The ICTI would be organized along the lines of the International Criminal Tribunal
for Yugoslavia (ICTY), which was established by the Security Council in 1993.
"The purpose of the ICTI would be to investigate and prosecute Israeli
war crimes, crimes against humanity, and genocide against the peoples of Lebanon
and Palestine just as the ICTY did for the victims of international crimes
committed by Serbia and the Milosevic regime throughout the Balkans," Boyle
Furthermore, the establishment of ICTI by the General Assembly would serve
as a deterrent effect upon Israeli leaders, including the prime minister, defense
minister, the chief of staff, and Israel's other top generals that they will
be prosecuted for their further infliction of international crimes upon the
Lebanese and the Palestinians, said Boyle, author of Biowarfare and Terrorism
(Clarity Press: 2005) and Destroying World Order (Clarity Press: 2004).
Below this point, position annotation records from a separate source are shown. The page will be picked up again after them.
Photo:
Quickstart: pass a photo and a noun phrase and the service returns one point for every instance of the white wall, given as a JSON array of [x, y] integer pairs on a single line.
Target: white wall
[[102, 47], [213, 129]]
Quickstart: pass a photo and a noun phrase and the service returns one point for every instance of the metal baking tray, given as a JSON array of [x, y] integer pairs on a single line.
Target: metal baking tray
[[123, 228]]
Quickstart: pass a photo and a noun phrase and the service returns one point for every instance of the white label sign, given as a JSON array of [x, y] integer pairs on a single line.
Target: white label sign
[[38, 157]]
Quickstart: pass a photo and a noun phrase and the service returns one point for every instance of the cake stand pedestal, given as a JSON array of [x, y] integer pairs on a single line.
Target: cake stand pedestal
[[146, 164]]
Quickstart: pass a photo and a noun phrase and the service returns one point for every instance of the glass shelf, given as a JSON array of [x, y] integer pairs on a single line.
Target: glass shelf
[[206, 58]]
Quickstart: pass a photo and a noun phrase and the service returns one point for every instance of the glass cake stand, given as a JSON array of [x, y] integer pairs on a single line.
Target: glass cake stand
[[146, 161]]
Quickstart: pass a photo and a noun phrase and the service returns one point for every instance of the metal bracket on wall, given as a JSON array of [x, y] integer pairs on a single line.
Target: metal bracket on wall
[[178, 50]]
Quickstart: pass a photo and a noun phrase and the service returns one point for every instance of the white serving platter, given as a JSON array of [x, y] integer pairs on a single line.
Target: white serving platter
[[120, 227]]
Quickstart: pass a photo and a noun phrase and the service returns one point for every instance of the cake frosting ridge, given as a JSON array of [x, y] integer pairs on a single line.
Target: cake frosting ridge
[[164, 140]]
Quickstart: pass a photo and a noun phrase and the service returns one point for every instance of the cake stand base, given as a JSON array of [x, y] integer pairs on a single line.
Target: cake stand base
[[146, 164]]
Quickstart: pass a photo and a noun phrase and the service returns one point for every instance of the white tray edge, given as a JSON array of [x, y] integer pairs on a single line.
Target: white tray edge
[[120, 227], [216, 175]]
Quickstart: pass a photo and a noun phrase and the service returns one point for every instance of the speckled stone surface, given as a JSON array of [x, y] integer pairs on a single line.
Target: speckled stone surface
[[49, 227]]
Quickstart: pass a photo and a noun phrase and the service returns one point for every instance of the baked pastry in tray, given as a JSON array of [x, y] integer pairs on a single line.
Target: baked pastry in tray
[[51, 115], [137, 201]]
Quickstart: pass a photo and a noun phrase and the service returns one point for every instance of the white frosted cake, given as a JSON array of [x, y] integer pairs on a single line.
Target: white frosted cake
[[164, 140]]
Without such a deterrent, he said, Israel might be emboldened to attack Syria
with the full support of the U.S. right-wing neoconservatives, who have always
viewed Syria as "low-hanging fruit" ready to be taken out by means
of their joint aggression.
The Israeli press has reported that the Bush administration is encouraging
Israel to attack Syria. If Israel attacks Syria as it did when it invaded Lebanon
in 1982, Iran has vowed to come to Syria's defense.
"This scenario could readily degenerate into World War III," warned
Boyle. "For the UN General Assembly to establish ICTI could stop the further
development of this momentum toward a regional if not global catastrophe."